Com todo respeito por alguns dos Conselheiros que assinaram o acórdão 632/2020, sinto um profundo nojo e total desprezo por esta decisão e por todos que a subscreveram.

“Tenho vergonha, muita vergonha e quebra-me de triste” com o que fazem com o poder que têm de decidir, de fazer e tornar um país inclusivo, quando a credibilidade bate no fundo é quase impossível recuperá-la.

E esta decisão que matou o PRA-JA à nascença, é um sapo que um cidadão minimamente lúcido, seja qual for a sua filiação política, não deve engolir e tolerar. Porque nos condena a todos e põe em causa, de forma irremediável, a nossa crença num Estado Democrático e de Direito.

Põe em causa um dos pressupostos da Democracia pela qual lutamos, cada uma à nossa maneira, seja na militância política ou na cidadania activa. Porque, acima de tudo, acreditamos numa terra independente que fazemos todos os dias Pátria.

Alguém acredita que é possível que Abel Chivukuvuku tenha tido dificuldade em conseguir 150 assinaturas válidas por cada uma das províncias do nosso País?

Alguém acha normal que apenas em processos onde está Abel Chivukuvuku é que chegam ao Tribunal Constitucional “cartas anónimas” que se tornam decisivas para chumbar os projectos em “Abel” está envolvido?

Lembram-se das cartas dos líderes dos partidos políticos que impediram a coligação eleitoral CASA-CE de se transformar em Partido? Pois então agora são dois ofícios: (i) Administração do Kilamba Kiaxi e da (ii) Administração do Libolo que “levaram ao conhecimento do Tribunal a dizer que os seus munícipes não declararam apoio ao PRA-JA”?

Tenham alguma vergonha na cara meus senhores. Hã Porque “diante destes irrefutáveis dados oficiais dos órgãos administrativos (…) não pode este Tribunal compactuar com a ilegalidade”. Como diz a minha madrinha: “oh!, come on…”, querem transformar-nos em paspalhos? Essa não pega.

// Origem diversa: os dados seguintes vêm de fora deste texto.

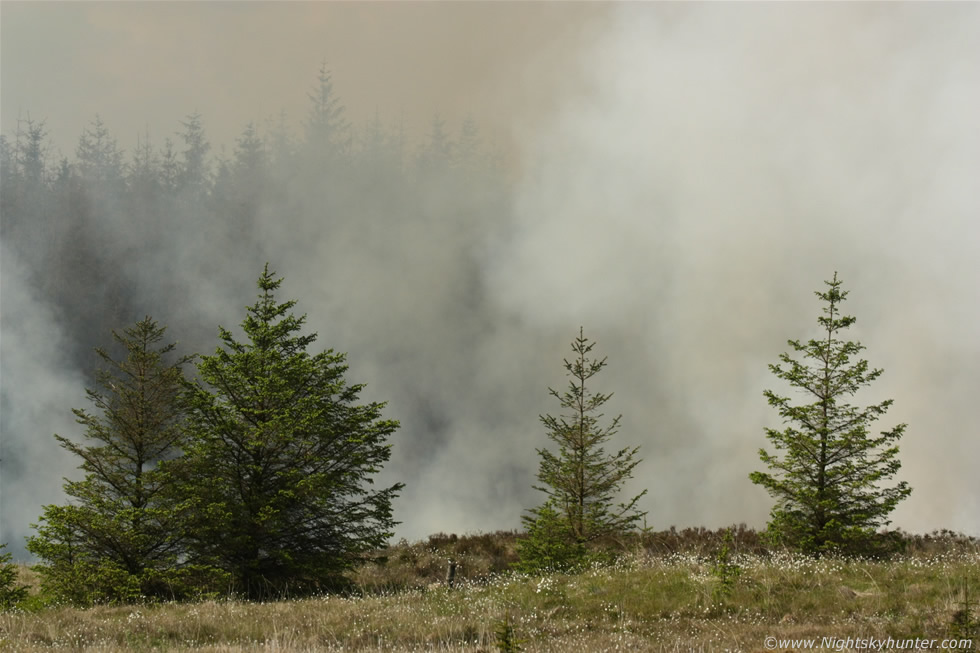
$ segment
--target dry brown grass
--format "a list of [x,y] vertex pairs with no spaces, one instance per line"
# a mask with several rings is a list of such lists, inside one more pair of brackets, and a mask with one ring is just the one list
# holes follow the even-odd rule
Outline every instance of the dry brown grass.
[[[702,549],[639,547],[610,567],[544,577],[502,573],[513,534],[434,536],[379,552],[386,562],[354,575],[360,597],[7,613],[0,650],[475,653],[495,650],[509,615],[526,651],[762,651],[767,636],[941,639],[962,581],[980,588],[975,540],[931,540],[890,562],[740,552],[739,582],[717,600],[702,535],[684,536]],[[438,585],[449,557],[462,561],[452,590]]]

A predisposição para chumbar estava tão à flor da pele que até vêm confundir “inexistência de requisitos” e “incumprimento dos limites exigidos pela lei” com violação da lei, e têm o desplante de vir dizer “a recorrente não fez trabalho de casa”, passando dos juízos éticos e de acordo com a lei para os juízos morais.

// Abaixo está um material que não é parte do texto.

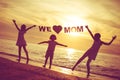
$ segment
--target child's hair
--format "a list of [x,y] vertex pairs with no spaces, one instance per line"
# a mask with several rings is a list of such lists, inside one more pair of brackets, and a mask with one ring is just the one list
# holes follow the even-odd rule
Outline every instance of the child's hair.
[[51,39],[51,40],[56,40],[57,38],[56,38],[56,36],[55,36],[54,34],[52,34],[52,35],[50,36],[50,39]]
[[95,35],[94,35],[94,39],[95,40],[100,39],[100,37],[101,37],[100,33],[95,33]]
[[21,30],[24,31],[25,29],[26,29],[26,25],[25,24],[21,25]]

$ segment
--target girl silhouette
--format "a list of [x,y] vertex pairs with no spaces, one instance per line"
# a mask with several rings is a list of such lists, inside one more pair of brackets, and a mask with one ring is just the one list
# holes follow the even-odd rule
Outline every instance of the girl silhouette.
[[89,77],[90,75],[90,63],[92,60],[95,60],[96,56],[97,56],[97,53],[100,49],[100,47],[102,46],[102,44],[104,45],[110,45],[113,40],[116,38],[116,36],[114,36],[112,38],[112,40],[109,42],[109,43],[106,43],[106,42],[103,42],[100,40],[100,33],[96,33],[94,36],[92,34],[92,32],[90,31],[90,29],[88,28],[88,26],[86,26],[88,32],[90,33],[91,37],[93,38],[94,40],[94,43],[93,45],[91,46],[91,48],[89,48],[85,54],[77,61],[77,63],[73,66],[72,70],[75,69],[75,67],[81,62],[83,61],[86,57],[88,57],[88,60],[87,60],[87,63],[86,63],[86,66],[87,66],[87,77]]
[[54,50],[55,50],[56,45],[67,47],[66,45],[63,45],[63,44],[60,44],[60,43],[56,42],[55,41],[56,39],[57,39],[56,36],[54,34],[52,34],[50,36],[50,40],[38,43],[38,44],[48,43],[48,48],[47,48],[46,55],[45,55],[46,59],[45,59],[45,63],[43,65],[43,67],[46,67],[47,60],[50,57],[49,69],[51,68],[52,59],[53,59],[53,56],[54,56]]
[[28,56],[28,51],[26,49],[26,41],[25,41],[25,38],[24,38],[24,34],[31,28],[35,27],[35,25],[29,27],[29,28],[26,28],[26,25],[23,24],[21,25],[21,28],[18,27],[18,25],[16,24],[16,21],[13,20],[13,23],[15,24],[15,27],[17,28],[18,30],[18,39],[17,39],[17,42],[16,42],[16,45],[18,46],[18,53],[19,53],[19,57],[18,57],[18,62],[20,62],[20,59],[21,59],[21,48],[23,47],[25,53],[26,53],[26,57],[27,57],[27,61],[26,63],[28,63],[29,61],[29,56]]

Conversa fiada. Conversa fiada de quem tem o dever de fundamentar as decisões fazendo uma leitura da Constituição em conformidade com os instrumentos internacionais e não o faz, prefere fazê-lo dando credibilidade aos ofícios de administrações municipais, cujos administradores, são de nomeação de quem quer o “statuts quo” da política nacional.

Cuidado para não vos transformardes naqueles que tornam impossível uma revolução pacífica do estado da arte em Angola, sob pena de tornardes, com o descrédito da justiça constitucional, inevitável outro tipo de revolução.

A crise pandémica que vivemos, é mais do que uma crise de saúde pública, e já tantos o disseram e o escreveram, é uma crise de valores. Que põe a nu vulnerabilidades estruturais nos sectores da saúde e da protecção social ou da economia. Mas o juízo, quando for feito, será político, não tenham dúvidas.

E por esta andar, a covid-19 é o inimigo invisível de um poder que age sem norte, com total desrespeito pelos seus cidadãos, tanto nos aspectos formais como nas questões de fundo, passando por cima da ‘bússola’. Ou seja, a Constituição da República de Angola nas palavras do Presidente João Lourenço.